Let Children Know You Mean Business
Q: Our 8-year-old daughter has not been completing chores and following directions. On the morning of a recent soccer game, she failed to follow some simple directions. On the way to the game, I calmly told her that, when we arrived, she would tell her coach she was unable to play because she had not followed her parent's directions. She balked, so I told her that either she obeyed or she would miss the remainder of the soccer season. She complied, and we went home where she sulked a good bit before realizing that it was better to follow directions. Was I too harsh? Some of my friends seem to think so.
Your friends are jealous that you are able to do what they cannot bring themselves to do: discipline their children with purpose. They wish you would not be a constant reminder to them of their weakness. I encourage you to never surrender to their pressure.

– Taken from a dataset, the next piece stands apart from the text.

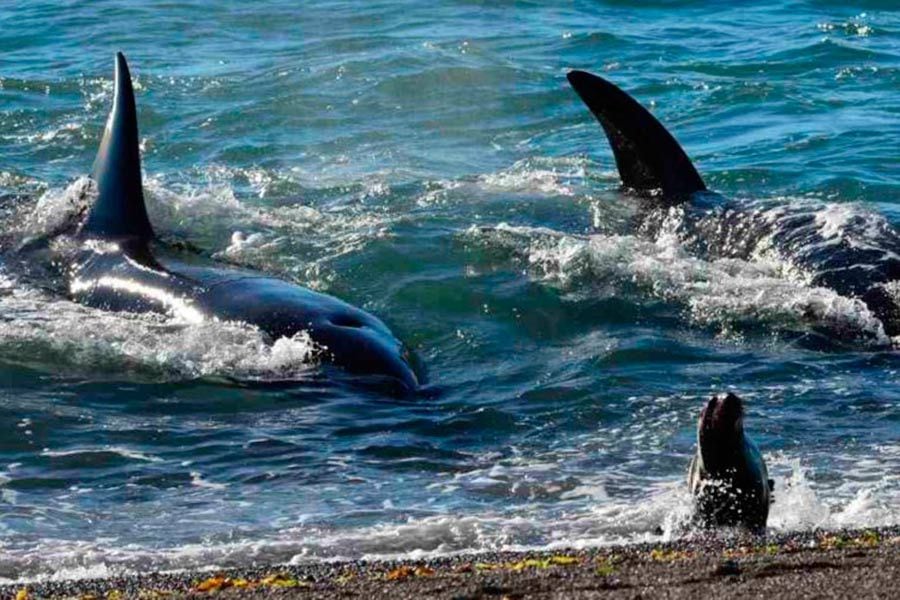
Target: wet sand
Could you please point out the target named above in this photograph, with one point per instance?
(836, 564)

There is no point to a consequence if it does not produce a permanent memory. As you have witnessed, this experience has greatly contributed to her rehabilitation.

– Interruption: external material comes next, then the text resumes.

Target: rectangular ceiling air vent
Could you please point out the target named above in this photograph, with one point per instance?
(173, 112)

Q: My 8-year-old son is the youngest in his third-grade class. Some students are more than a year older because parents are holding back boys these days. I am concerned because he is struggling socially. His old friends are leaving him out. He says he has only one friend, who is also younger and kind of immature. Should we consider holding him back a grade to see if that helps?

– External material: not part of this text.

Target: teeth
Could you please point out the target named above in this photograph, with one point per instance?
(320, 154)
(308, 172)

If he is performing at grade level, then holding him back would be an example of robbing Peter to pay Paul - solving one problem, maybe, but creating another. I was the youngest in my class (I did not turn 18 until November of my freshman year in college), and while I retrospectively recognize that "maturity issues" were a problem for me, they were not any more problematic than the other sorts of problems my older classmates were dealing with.
Problems of one sort or another are the inevitable result of being human. Today's parents think they are responsible for solving all of their children's problems. It can't be done, and the attempt to do it damages both parent and child in ways that are ultimately worse.
Tell your son that everyone has problems. In every case, our problems can either strengthen us or weaken us, depending on whether we deal with them. You should help. Find after school social groups for him where the children are his age, for example.